When someone sends a complaint to your compliance desk there are a range of things you want to do, but one thing you always want to do is ensure that the recipient doesn’t receive any more unwanted email from your customer. Or, at least, not from your network.

There are usually several different ways you can make sure that happens. There are big hammers a compliance desk can use in egregious cases – if the customer is immediately terminated, or has their ability to send mail suspended then there won’t be any more unwanted email to anyone, including the person who has reported unwanted mail.

More normally, though, you’ll want to stop all mail from your customer to just the person reporting them immediately, at least while you look at the customers statistics and investigate further.

If the report includes a copy of the offending email then there’ll be an unsubscription link to click in the mail, so why not just click that to unsubscribe the recipient, rather than adding them to the customers suppression list?

One reason is that an unsubscription often sends a goodbye email.

We’re sorry to see you go.

Was this a mistake?

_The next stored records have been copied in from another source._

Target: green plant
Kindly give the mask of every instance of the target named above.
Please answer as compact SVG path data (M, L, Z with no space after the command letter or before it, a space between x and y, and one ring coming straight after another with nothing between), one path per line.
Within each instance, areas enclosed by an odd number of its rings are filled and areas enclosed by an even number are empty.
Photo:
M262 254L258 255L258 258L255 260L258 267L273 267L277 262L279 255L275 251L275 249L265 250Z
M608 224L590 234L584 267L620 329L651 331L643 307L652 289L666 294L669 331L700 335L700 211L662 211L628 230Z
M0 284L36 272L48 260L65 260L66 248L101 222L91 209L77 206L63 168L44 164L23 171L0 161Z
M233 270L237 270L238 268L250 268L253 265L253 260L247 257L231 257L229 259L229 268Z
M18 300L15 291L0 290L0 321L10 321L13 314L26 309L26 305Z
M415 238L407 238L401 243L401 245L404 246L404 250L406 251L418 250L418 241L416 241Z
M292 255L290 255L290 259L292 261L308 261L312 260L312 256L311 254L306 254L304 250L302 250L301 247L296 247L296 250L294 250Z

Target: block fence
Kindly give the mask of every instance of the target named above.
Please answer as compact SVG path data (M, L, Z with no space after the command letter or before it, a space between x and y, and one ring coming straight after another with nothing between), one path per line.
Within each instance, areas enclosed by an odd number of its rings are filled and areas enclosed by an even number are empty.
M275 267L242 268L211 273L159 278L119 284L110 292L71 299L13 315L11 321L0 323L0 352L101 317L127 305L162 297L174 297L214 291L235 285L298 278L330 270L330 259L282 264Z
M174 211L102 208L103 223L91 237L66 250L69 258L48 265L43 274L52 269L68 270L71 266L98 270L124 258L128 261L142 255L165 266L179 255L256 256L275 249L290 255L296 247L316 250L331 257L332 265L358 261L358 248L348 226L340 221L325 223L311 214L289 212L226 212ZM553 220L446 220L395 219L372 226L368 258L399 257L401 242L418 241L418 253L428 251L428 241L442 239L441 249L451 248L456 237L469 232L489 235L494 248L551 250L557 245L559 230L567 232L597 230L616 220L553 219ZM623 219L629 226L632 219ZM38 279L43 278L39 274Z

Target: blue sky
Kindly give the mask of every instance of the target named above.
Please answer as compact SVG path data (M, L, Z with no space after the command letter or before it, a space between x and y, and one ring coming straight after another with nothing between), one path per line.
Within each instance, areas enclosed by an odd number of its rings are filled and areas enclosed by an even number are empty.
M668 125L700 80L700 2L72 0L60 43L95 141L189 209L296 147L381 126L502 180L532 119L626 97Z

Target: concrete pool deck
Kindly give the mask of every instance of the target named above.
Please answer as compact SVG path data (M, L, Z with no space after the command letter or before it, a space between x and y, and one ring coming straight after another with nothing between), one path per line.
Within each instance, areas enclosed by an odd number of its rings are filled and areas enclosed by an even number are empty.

Did you forward one of our emails to a friend, and they clicked the unsubscribe link not realizing they were in fact unsubscribing you from this list? If this was a mistake, you can re-subscribe at: <link>

In response to a recipient unsubscribing that’s entirely reasonable, friendly even.

But to send that in response to a report of unsolicited email is bad in several ways.

Firstly, it’s sending further unwanted email from your customer to the person who has just complained about receiving unwanted email.

And secondly, it sends the message that your compliance desk isn’t doing anything more than unsubscribe people who complain about unwanted email from your customers. It doesn’t matter whether that’s true or not – maybe you’ll do all the right things after clicking unsubscribe – but that’s the message it sends.

Triggering the unsubscribe trigger programatically, or just forwarding the report to your customer so they can trigger the unsubscribe isn’t any better.

Suppress recipients who report unwanted email, don’t use a recipient-visible unsubscribe process.